A Venomous Bite: It was thought to be one of only two venomous lizards, but recent discoveries have shown that iguanas and monitor lizards also produce venom. Unlike snakes who use hollow teeth (fangs), the Gila monster injects venom into its victim through grooves in the teeth of its lower jaw. It produces only small quantities of its neurotoxic venom, which is secreted into the lizard's saliva. By chewing its prey, however, it tries to put as much of the poison into the bloodstream of its victim as possible.
Not Fatal: The Gila monster's bite is normally not fatal to humans (there are no reliable reports of fatalities), but it can bite quickly and holds on tenaciously.
What's on the Menu? The Gila monster's diet generally consists of small rodents, juvenile birds as well as eggs of both birds and reptiles. They have few natural predators of their own.
What's in a Name? The name "Gila monster" refers to the Gila River Basin in Arizona.
'Lizard Spit': In 2005 the Food and Drug Administration of the United States approved a drug for the management of Type 2 diabetes, Byetta (exenatide), a synthetic version of a protein derived from the Gila monster's saliva.

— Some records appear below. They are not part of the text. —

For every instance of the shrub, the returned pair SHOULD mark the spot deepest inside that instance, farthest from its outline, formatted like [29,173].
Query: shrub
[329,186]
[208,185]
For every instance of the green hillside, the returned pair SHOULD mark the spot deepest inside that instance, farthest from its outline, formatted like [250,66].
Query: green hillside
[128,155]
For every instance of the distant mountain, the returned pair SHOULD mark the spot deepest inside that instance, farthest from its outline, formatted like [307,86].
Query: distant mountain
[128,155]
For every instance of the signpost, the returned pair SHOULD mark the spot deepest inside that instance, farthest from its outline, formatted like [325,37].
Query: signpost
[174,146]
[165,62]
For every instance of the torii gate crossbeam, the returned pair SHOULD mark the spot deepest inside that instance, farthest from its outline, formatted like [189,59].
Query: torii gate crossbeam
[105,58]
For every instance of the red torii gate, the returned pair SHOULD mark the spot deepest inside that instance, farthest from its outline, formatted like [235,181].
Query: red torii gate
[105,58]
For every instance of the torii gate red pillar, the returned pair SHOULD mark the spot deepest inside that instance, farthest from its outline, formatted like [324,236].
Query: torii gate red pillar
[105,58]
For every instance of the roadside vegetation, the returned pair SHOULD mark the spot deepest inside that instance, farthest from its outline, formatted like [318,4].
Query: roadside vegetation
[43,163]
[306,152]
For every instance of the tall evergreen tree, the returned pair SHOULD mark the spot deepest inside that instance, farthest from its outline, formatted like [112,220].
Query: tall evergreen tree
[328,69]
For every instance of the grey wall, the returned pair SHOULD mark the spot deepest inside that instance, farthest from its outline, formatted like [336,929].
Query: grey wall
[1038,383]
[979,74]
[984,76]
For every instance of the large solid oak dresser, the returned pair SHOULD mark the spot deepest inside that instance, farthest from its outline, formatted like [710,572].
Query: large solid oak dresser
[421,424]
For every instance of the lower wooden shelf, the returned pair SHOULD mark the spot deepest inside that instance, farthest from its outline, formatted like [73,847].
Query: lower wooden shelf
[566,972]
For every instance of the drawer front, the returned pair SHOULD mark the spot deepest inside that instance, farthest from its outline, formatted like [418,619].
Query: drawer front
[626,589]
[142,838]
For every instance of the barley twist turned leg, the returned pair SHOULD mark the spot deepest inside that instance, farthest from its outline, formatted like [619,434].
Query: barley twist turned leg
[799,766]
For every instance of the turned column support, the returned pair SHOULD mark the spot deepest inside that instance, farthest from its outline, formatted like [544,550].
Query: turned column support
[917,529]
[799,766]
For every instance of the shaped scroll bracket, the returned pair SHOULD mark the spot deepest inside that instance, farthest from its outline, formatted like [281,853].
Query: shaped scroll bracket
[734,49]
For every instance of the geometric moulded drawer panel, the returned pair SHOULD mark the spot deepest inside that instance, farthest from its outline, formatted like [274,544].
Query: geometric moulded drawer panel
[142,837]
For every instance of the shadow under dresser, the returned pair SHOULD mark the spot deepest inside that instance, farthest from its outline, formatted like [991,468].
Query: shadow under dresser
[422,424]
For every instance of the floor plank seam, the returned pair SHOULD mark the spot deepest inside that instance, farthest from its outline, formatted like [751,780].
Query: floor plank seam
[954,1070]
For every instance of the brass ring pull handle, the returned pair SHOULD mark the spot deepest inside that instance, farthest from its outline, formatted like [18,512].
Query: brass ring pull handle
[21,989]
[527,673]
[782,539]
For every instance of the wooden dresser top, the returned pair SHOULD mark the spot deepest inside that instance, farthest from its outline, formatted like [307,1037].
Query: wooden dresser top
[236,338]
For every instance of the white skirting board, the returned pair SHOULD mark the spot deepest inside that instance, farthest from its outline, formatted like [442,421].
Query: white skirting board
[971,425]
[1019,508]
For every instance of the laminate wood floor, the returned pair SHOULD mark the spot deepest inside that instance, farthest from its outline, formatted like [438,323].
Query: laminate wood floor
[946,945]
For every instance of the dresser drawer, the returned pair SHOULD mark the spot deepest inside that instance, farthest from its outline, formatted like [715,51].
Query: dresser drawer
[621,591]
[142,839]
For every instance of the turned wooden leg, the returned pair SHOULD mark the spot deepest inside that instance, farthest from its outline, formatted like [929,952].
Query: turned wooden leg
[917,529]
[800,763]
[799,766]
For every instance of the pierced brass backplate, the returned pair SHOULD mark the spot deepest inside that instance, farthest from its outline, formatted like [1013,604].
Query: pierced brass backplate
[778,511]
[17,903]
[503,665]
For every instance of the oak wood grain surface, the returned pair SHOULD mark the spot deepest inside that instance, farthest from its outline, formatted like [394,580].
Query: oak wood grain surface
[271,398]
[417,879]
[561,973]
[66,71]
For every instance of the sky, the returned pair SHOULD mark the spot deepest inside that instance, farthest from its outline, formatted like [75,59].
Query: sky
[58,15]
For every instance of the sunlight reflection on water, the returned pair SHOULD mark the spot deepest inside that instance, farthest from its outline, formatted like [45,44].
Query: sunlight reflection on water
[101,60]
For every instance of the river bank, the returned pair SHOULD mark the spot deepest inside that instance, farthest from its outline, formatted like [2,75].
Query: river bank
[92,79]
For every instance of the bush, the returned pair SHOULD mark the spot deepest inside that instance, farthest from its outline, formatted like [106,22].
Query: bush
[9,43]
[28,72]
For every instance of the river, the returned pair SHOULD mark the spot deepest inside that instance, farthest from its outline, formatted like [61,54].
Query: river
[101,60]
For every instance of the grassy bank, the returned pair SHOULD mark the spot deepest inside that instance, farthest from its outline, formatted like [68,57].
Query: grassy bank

The drug is sometimes referred to, with amusement, as 'lizard spit'.
Gilas in Danger: Gila monsters are a protected species under Arizona state law in the United States, and may not be collected, killed, or kept in captivity without a permit in that state. They are listed as a threatened species under the United States Federal Endangered Species Act, as well as in Mexico. They also appear in Appendix II of CITES, which puts restrictions on their export. The main threat to the species is human encroachment and habitat destruction.